On Radio 4’s Today programme the other day was a textbook
example of the sort of misleading claptrap promulgated by that eccentric breed
of outsiders, The Expert. On a depressingly regular basis, experts tell us that
what we have known for years is wrong. Gravity is a push, not a pull, the sun
rises at night and sets in the morning and drinking thirty cups of strong
sugary coffee every day before breakfast will vastly reduce the incidence of
dementia… mostly because it will likely kill you before senility has a chance.
It has become fashionable to produce expensively funded ‘studies’
and ‘research’ which reveal that the counter-intuitive conclusion is now always
the correct one. Thus enforced multiculturalism, far from being a recipe for
strife, can only ever be a force for good and if it isn’t working in your part
of the country that is only because you haven’t yet had enough multiculturalism.
And dear old Tony Blair, as we are discovering, is rapidly demonstrating his
true expertise as he seeks to put his theories about harmony in the Middle East
into practice by assisting in the genocide peace process.

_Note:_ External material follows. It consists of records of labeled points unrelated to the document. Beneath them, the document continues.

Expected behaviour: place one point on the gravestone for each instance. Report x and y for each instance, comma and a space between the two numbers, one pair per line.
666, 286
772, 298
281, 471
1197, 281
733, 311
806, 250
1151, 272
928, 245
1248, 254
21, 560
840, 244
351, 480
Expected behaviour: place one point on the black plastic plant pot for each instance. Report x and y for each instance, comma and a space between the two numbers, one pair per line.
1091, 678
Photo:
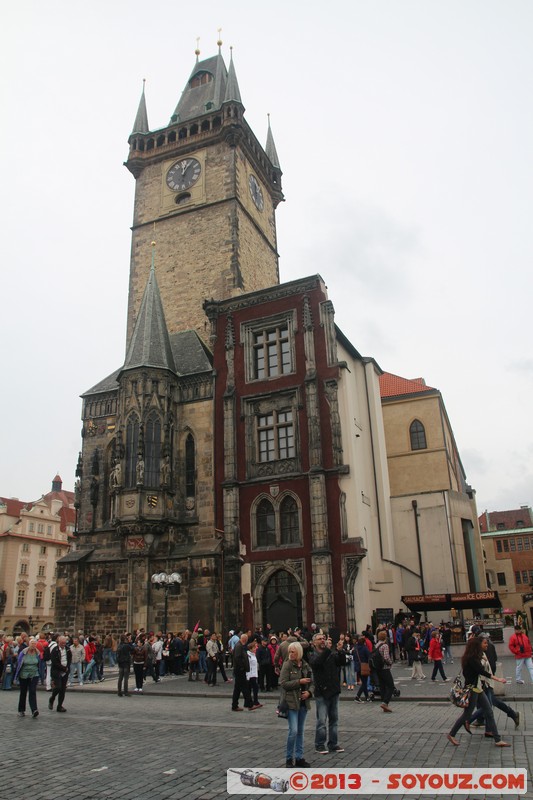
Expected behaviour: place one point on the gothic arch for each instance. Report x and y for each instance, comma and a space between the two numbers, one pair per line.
262, 575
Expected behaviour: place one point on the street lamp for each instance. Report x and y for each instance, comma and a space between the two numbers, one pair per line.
161, 580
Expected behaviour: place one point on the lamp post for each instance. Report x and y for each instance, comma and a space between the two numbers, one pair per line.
161, 580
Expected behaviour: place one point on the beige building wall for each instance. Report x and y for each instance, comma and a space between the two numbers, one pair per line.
366, 487
30, 545
435, 555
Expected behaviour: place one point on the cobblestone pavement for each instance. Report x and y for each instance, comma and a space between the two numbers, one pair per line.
177, 740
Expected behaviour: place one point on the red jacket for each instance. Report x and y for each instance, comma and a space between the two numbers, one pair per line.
90, 650
520, 645
435, 650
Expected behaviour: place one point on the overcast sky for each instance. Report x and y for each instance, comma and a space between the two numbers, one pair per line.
404, 130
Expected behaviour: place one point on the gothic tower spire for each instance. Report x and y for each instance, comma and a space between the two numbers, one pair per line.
141, 120
150, 343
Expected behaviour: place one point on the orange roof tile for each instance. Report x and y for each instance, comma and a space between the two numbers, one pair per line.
394, 385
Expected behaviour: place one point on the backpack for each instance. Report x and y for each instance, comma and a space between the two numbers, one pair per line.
376, 660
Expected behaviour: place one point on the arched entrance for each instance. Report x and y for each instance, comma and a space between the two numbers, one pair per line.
282, 601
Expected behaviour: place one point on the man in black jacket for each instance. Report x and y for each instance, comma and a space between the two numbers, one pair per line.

But sod the warring factions of a sunni disposition, we
have a far graver ‘expert’ crisis on our own doorstep, nay inside our very
homes, for ‘research has shown’ that texting may actually improve children’s spelling and grammar. Yes, you read that crekly: Txtspk, fr frm being a modern scRg
is 2 B encRged… also leaving out punctuation and capitals can be shown to contribute
to the positive development of childrens spelling and grammar skills according
to the study by coventry university and the university of tasmania of course
not everybody will be happy with the findings because of how very annoying it
is especially when you have to wade through whole swathes of dense unpunctuated
type several times like this here in order to discern the meaning i find it
exhausting even typing without using punctuation and if i had to read
everything in text speak i think I would have to resort to a killing spree…
What utter, unadulterated claptrap. This displays not
only a total ignorance of cognitive and linguistic development and the difference between cause
and correlation, it also show the naïveté of asking children – or psychologists as they like to call themselves - to comment on childhood phenomena. There may be a
dozen things going on here, but proof that lazy spelling and no-existent
grammar engenders better performance later in life is simply not one of them.
This is simply self-justifying tosh; the same sort of
enquiry into developmental psychology that brought about the disastrous and
destructive decades of child-centred learning and the notion that the
kiddie-winks would become Nobel Prize winning physicists if only the teachers
would become mere facilitators and leave them to get on with it. The kind of
thinking that led to the ‘all must have prizes’ school of non-competition that
causes many British kids to become unemployable after thirteen years of
full-time education.
The Intertext - Answers on a postcard...
But hey, maybe I’m being too judgemental and reactionary here.
Maybe I should lighten up, take a progressive view and get with the programme.
After all, there may be funding available. Coming up: my research into how
sitting on your big fat arse every day will help you live longer more fulfilling
lives and how you are statistically more likely to win the lottery if you never
buy a ticket. Ground-breaking research? Bollocks, more like.